Green Party delegates reject co-leader proposal
‘We’ve never been an ‘Uno Duce, Una Voce’ party. No doubt we will discuss this again’
Green Party leader and Minister for Transport Eamon Ryan, and party deputy leader and Minister for Media, Tourism, Arts, Culture, Sport and the Gaeltacht Catherine Martin. Photograph: Alan Betson
The Green Party has voted against a motion to have co-leaders for the party.
At its national convention - being held online - the motion, which would have resulted in Eamon Ryan and Catherine Martin potentially becoming co-leaders after the next election, fell short of the two-thirds majority required.
The motion was tabled by the party’s two MEPs, Grace O’Sullivan and Ciarán Cuffe, and was supported by 116 delegates in a vote.
A total of 120 delegates voted against in the online ballot.
However, as changes to the party’s Constitution require a two-thirds majority it fell short, even though only a small majority of party members supported the status quo.
Commenting on Twitter after the vote, Mr Cuffe said he was disappointed the motion did not pass.
“We’ve never been an ‘Uno Duce, Una Voce’ party. No doubt we will discuss this again.”
Ms O’Sullivan said she would could continue to campaign on this issue and would look to table more inclusive motions at next year’s convention.
At an earlier session on the health services the finance spokeswoman Neasa Hourigan argued the party should “seize the moment” to allocate funding in the upcoming budget for mental health, disability and maternal care.

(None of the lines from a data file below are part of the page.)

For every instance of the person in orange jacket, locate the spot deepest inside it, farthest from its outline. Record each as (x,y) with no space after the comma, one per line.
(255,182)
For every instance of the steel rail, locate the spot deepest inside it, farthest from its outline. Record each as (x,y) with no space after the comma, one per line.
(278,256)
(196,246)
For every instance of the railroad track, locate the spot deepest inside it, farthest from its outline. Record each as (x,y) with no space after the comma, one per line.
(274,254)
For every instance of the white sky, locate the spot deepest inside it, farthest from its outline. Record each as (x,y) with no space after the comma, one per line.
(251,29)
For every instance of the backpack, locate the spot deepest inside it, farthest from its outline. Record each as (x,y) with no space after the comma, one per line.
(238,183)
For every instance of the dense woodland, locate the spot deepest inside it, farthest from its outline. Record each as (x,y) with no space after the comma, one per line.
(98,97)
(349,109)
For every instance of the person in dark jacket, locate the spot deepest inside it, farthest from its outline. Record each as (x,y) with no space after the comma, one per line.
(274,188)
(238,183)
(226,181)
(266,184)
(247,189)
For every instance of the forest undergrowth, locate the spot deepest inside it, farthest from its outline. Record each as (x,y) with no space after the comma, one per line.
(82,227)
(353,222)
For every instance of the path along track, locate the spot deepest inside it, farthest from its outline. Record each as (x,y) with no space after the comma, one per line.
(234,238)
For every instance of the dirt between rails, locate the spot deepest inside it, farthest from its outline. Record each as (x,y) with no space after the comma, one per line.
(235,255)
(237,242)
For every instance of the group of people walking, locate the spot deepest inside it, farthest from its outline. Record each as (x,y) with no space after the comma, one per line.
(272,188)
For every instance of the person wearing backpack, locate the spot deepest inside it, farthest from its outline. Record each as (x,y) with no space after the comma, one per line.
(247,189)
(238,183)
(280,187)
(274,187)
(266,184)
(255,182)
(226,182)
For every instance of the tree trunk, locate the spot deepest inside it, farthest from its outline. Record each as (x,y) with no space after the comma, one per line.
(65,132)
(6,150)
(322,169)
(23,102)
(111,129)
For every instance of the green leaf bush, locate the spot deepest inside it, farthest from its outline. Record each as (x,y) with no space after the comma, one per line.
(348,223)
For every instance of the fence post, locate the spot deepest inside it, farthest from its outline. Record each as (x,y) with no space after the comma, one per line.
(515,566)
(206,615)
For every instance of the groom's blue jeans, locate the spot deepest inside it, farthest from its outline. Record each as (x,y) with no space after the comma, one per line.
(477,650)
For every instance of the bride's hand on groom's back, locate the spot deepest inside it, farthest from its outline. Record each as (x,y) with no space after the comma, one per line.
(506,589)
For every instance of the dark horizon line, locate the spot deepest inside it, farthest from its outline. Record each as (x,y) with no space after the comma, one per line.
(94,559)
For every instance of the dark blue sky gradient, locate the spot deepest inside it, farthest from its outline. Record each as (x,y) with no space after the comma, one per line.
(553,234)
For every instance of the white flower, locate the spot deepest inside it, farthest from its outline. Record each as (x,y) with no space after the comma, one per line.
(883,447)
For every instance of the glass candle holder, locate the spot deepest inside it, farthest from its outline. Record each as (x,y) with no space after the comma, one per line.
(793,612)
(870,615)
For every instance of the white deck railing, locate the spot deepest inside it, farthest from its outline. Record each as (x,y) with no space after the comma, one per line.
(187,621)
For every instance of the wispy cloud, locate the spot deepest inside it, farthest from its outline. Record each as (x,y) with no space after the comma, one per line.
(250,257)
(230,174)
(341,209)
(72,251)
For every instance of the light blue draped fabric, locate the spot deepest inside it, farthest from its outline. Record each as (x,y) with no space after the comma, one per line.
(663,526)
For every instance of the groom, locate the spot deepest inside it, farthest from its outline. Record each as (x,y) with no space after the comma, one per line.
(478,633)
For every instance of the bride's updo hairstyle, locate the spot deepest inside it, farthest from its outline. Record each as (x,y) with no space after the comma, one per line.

Referring to how the circumstances in the wake of the Second World War had led to the establishment of the National Health Service in the United Kingdom, she said there was now an opportunity to change the healthcare system and also to improve people’s lives.
The party said 550 members tuned in on Friday to its convention making it the largest attendance to date for the party.
The party also published its first Irish Language Charter. Irish language spokesman Cllr Peter Kavanagh said it would ensure Irish would be regarded as a precious national resource.
Deputy leader Catherine Martin said she was delighted with the commitment to campaign and canvass in Irish. “Irish is among the most important resources we have in Ireland,” said Ms Martin.